Gloria M. Paz
License MFC 36754
415-235-5747
Email:psicologagmpaz@gmail.com
 

HIPAA Requirements Notice of Privacy Practices and

Client Rights Document

Page 1

 
Welcome to my practice
THIS NOTICE DESCRIBES HOW MEDICAL INFORMATION ABOUT YOU MAY BE USED AND DISCLOSED AND HOW YOU CAN GET ACCESS TO THIS INFORMATION. PLEASE REVIEW IT CAREFULLY.
This Notice of Privacy Practices describes how we may use and disclose your protected health information (PHI) to carry out treatment, payment, or health care operations and for other purposes that are permitted or required by law. It also describes your rights to access and control your protected health information. "Protected health information" or "PHI" is information about you, including demographic information, that may identify you and that relates to your past, present or future physical or mental health or condition and related health care services.
We are required to abide by the terms of this Notice of Privacy Practices. We may change the terms of this Notice at any time. A new Notice will be effective for all PHI that we maintain at that time. Upon your request, we will provide you with any revised Notice of Privacy Practices. At page 4th you will find a link to download it for your records.
Uses and Disclosures of Protected Health Information Uses and Disclosures of Protected Health
Information for Which Your Authorization Is Not Required. Your PHI may be used and disclosed without your prior authorization by your physical therapist, our office staff, and others outside our office that are involved in your care and treatment for the purpose of providing health care services to you, to pay your health care bills, to support the operation of the physical therapist's practice, and any other use required by law.
Treatment
We will use and disclose your PHI to provide, coordinate, or manage your health care and any related services. This includes the coordination or management of your health care with a third party. For example, we would disclose your PHI, as necessary, to a home health agency that provides care to you. For example, your protected heath information may be provided to a physical therapist to which you have been referred to ensure that the physical therapist has the necessary information to diagnose or treat you.
Payment
Your PHI will be used, as needed, to obtain payment for your health care services. For example, obtaining approval for a hospital stay may require that your relevant PHI be disclosed to the health plan to obtain approval for the hospital admission.
Healthcare Operations
We may use or disclose, as needed, your PHI in order to support the business activities of your physical therapist's practice. These activities include, but are not limited to, quality assessment activities, employee review activities, training of medical students, licensing, and conducting or arranging for other business activities.

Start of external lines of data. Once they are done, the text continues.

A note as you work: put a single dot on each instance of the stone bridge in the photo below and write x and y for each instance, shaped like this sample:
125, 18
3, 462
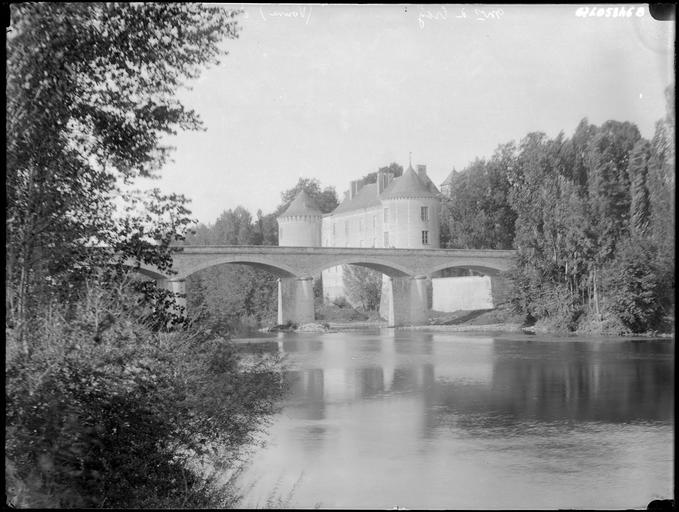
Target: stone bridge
296, 267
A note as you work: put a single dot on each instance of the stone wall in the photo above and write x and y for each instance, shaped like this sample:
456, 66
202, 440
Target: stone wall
454, 293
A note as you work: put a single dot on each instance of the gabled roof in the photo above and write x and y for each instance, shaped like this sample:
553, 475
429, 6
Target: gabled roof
303, 204
408, 185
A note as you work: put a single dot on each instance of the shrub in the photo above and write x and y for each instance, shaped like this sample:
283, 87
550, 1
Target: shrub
634, 287
125, 421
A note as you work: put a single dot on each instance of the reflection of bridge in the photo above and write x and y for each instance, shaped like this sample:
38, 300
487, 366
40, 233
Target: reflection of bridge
296, 266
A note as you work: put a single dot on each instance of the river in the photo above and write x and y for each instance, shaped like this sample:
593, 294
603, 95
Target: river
435, 420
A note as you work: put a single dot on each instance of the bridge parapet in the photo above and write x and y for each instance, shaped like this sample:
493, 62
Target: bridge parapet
308, 261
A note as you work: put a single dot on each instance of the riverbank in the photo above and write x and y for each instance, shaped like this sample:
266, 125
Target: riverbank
500, 319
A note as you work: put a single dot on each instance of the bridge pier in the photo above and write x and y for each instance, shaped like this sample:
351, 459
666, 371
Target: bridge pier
295, 300
407, 304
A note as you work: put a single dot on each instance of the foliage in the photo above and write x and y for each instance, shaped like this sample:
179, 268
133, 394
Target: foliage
579, 204
477, 214
571, 207
363, 286
394, 168
227, 297
104, 409
633, 286
121, 422
326, 199
90, 91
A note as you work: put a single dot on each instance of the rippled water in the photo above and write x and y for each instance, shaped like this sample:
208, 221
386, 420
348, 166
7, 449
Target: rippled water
378, 419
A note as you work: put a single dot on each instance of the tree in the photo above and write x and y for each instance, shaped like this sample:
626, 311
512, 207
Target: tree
326, 199
363, 286
477, 215
394, 168
90, 91
640, 206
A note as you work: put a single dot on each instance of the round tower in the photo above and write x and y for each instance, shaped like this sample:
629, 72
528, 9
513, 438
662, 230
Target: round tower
300, 224
412, 209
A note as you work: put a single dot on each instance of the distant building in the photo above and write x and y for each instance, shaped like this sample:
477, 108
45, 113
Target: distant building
446, 189
394, 212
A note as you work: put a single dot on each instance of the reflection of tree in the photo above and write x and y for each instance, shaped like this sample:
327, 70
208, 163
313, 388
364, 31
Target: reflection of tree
306, 392
370, 381
565, 381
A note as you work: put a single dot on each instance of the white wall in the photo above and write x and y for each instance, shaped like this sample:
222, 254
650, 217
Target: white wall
454, 293
299, 231
405, 225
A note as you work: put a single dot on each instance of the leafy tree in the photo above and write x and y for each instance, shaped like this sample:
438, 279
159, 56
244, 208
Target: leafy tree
363, 286
394, 168
326, 199
633, 286
640, 207
90, 91
102, 409
477, 215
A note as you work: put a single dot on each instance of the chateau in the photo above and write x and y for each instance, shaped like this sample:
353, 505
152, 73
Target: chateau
395, 212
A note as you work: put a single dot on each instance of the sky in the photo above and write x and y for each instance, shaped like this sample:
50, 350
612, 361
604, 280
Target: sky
335, 92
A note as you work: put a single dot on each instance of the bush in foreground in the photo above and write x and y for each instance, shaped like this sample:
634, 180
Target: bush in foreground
129, 420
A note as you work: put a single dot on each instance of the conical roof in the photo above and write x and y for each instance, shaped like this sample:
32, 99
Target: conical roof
408, 185
303, 204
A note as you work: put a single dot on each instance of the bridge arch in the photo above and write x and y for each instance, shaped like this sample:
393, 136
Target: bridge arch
488, 270
150, 273
278, 269
380, 264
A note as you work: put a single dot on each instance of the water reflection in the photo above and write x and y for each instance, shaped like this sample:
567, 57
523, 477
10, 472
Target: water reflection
385, 412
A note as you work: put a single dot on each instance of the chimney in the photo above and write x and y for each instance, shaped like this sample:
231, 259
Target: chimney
356, 185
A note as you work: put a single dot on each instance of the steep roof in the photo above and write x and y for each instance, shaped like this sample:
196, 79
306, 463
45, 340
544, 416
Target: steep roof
303, 204
408, 185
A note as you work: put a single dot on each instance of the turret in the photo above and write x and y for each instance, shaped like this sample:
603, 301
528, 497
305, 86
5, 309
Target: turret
300, 224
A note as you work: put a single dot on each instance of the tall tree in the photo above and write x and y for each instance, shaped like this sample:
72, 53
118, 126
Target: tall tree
640, 206
91, 92
394, 168
326, 199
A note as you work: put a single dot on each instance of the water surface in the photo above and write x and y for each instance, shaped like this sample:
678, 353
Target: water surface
385, 418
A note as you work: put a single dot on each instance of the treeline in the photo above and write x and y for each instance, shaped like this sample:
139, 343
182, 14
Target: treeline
112, 401
592, 219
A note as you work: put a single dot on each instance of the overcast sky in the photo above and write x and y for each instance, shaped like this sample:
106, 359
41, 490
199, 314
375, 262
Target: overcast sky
334, 92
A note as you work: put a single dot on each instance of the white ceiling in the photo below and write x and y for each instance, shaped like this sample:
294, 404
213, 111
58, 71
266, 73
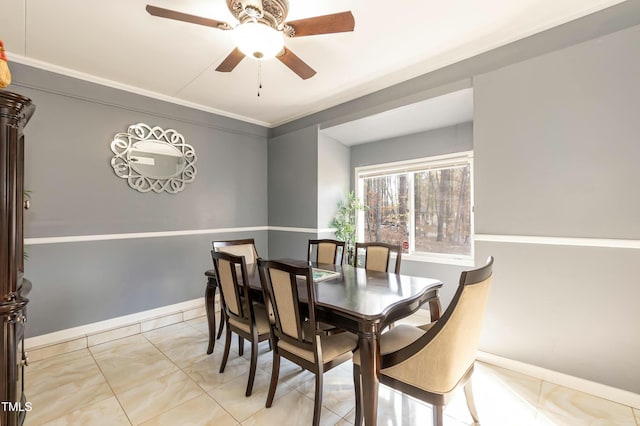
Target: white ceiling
118, 43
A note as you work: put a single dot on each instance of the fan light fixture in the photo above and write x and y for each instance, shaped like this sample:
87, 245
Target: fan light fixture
258, 41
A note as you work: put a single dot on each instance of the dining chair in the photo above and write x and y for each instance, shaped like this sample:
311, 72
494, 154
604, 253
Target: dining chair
247, 319
242, 247
326, 251
378, 254
429, 362
295, 334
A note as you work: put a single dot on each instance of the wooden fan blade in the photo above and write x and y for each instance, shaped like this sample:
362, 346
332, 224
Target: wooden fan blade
296, 64
326, 24
192, 19
231, 61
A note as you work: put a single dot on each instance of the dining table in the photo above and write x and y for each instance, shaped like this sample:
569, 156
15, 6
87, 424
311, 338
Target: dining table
357, 300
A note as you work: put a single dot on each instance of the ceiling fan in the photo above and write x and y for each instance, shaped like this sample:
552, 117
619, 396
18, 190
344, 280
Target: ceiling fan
261, 29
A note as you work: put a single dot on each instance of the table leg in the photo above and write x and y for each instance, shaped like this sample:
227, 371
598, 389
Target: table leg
369, 346
210, 307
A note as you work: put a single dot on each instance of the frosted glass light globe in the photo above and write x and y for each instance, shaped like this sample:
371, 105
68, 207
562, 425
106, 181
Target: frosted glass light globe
258, 41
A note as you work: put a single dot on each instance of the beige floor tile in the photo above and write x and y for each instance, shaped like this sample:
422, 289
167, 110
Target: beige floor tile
199, 411
158, 396
395, 408
162, 321
105, 412
206, 372
502, 397
144, 370
231, 395
202, 324
50, 373
126, 368
64, 397
291, 409
190, 314
563, 406
172, 336
338, 394
181, 343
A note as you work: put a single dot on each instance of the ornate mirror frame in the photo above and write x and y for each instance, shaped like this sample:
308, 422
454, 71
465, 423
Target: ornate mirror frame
141, 138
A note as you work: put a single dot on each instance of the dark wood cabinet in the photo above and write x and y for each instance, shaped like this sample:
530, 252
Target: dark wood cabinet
15, 112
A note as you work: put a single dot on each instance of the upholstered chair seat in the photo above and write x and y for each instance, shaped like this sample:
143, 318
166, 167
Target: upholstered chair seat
296, 335
429, 362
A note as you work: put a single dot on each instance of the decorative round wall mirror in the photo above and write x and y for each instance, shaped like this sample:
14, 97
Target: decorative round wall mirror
153, 159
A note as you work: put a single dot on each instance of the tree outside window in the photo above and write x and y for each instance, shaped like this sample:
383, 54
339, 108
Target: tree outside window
425, 206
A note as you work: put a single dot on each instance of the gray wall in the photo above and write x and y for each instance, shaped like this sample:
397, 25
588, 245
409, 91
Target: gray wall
556, 154
555, 140
333, 177
75, 192
293, 190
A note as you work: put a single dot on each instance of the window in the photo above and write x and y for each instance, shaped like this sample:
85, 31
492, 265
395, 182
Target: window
426, 206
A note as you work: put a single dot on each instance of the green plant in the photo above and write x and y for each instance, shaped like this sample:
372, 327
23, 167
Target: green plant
345, 223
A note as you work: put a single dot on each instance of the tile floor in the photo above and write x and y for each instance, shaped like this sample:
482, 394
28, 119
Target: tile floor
164, 377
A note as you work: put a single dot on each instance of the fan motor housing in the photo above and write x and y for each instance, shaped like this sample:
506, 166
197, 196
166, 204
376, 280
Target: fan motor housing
269, 12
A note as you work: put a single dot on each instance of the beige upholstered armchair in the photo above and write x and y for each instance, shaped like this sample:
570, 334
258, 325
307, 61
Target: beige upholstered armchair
377, 256
243, 247
326, 251
247, 319
296, 336
430, 361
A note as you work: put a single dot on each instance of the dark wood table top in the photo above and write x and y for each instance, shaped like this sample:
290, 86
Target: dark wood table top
364, 296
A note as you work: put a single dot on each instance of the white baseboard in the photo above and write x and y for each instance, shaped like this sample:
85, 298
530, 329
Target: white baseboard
110, 324
135, 323
593, 388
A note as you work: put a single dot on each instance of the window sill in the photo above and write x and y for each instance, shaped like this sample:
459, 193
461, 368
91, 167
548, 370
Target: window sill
437, 259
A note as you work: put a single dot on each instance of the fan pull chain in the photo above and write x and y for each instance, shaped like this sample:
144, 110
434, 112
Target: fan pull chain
259, 77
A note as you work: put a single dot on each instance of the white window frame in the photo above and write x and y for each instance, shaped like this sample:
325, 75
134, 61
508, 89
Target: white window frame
416, 165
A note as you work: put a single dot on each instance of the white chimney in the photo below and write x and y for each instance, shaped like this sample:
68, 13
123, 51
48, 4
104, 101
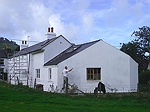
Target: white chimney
50, 34
24, 44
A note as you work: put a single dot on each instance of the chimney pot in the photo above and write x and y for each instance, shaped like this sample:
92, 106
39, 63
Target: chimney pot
48, 29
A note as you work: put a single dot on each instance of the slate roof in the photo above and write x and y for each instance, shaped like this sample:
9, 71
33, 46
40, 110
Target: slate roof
74, 49
35, 47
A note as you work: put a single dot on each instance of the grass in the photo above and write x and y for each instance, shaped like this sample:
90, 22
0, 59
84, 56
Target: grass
24, 99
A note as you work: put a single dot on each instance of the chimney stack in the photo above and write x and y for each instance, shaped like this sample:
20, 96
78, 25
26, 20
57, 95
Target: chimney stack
24, 44
50, 34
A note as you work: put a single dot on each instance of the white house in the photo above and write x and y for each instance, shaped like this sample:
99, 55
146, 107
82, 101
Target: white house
92, 62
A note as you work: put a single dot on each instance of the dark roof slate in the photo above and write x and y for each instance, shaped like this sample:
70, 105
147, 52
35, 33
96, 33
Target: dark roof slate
74, 49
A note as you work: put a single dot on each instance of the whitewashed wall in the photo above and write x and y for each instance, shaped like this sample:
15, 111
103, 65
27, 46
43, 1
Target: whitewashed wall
133, 76
114, 64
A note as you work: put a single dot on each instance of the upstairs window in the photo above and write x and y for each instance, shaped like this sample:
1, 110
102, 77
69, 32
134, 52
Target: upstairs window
37, 73
93, 73
50, 73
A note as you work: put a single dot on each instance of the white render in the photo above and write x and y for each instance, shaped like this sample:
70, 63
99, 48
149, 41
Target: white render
119, 72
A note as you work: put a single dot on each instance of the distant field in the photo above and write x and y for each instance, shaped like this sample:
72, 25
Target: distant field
23, 99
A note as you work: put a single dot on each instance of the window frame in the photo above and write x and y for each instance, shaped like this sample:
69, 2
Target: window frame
50, 73
1, 61
93, 74
37, 73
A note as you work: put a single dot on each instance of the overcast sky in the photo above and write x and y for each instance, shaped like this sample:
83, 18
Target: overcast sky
79, 21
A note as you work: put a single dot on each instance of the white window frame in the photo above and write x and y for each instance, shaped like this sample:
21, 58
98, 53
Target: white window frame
37, 73
93, 73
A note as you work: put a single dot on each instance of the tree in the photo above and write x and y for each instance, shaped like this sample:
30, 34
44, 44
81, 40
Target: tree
143, 38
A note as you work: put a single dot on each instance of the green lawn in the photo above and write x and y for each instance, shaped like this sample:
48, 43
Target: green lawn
23, 99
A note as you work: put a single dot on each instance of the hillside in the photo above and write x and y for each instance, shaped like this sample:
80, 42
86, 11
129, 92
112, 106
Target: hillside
24, 99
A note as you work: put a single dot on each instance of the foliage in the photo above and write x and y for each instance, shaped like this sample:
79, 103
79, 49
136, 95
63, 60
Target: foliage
144, 77
134, 50
143, 37
23, 99
139, 48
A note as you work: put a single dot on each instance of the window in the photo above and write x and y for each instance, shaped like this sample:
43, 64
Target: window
1, 61
37, 73
93, 73
50, 73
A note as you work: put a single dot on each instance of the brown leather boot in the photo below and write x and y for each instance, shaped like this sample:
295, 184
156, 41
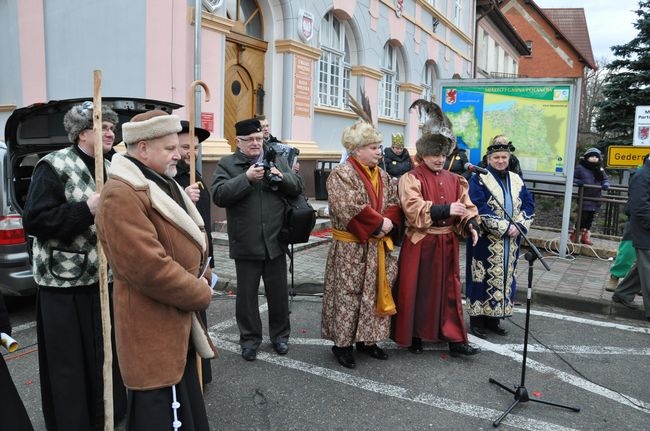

For example, we may disclose your PHI to medical school students that see patients at our office. In addition, we may use a sign-in sheet at the registration desk where you will be asked to sign your name and indicate your physical therapist. We may also call you by name in the waiting room when your physical therapist is ready to see you. We may use or disclose your PHI, as necessary, to contact you to remind you of your appointment.
Other Permitted and Required Uses and Disclosures That May Be Made With Your Opportunity to Object
We may use and disclose your PHI in the following instances. You have the opportunity to object to the use or disclosure of all or part of your PHI. If you are not present or able to agree or object to the use or disclosure of the PHI, then your health care provider may, using professional judgment, determine whether the disclosure is in your best interest. In this case, only the PHI that is relevant to your health care will be disclosed.
Others Involved in Your Health Care
Unless you object, we may disclose to a member of your family, a relative, a close friend or any other person you identify, your PHI that directly relates to that person's involvement in your health care. If you are unable to agree or object to such disclosure, we may disclose such information as necessary if we determine that it is in your best interest based on our professional judgment. We may use or disclose PHI to notify or assist in notifying a family member, personal representative or any other person that is responsible for the care of your location, general condition or death. Finally, we may use or disclose your PHI to an authorized public or private entity to assist in disaster relief efforts and to coordinate uses an disclosures to family or other individuals involved in your health care.
Emergencies
We may use or disclose your PHI in an emergency treatment situation. If this happens, we will try to obtain your consent as soon as reasonably practicable after the delivery of treatment. If your healthcare provider or another healthcare provider in our agency is required by law to treat you and the healthcare provider has attempted to obtain your consent but is unable to obtain your consent, he or she may still use or disclose your PHI to treat you.
Other Permitted and Required Uses and Disclosures
That May Be Made Without Your Consent, Authorization, or Opportunity to Object. We may disclose your PHI in the following situations without your consent or authorization.
Required by Law
We may use or disclose your PHI to the extent that the use or disclosure is required by law. The use or disclosure will be made in compliance with the law and will be limited to the relevant requirements of the law.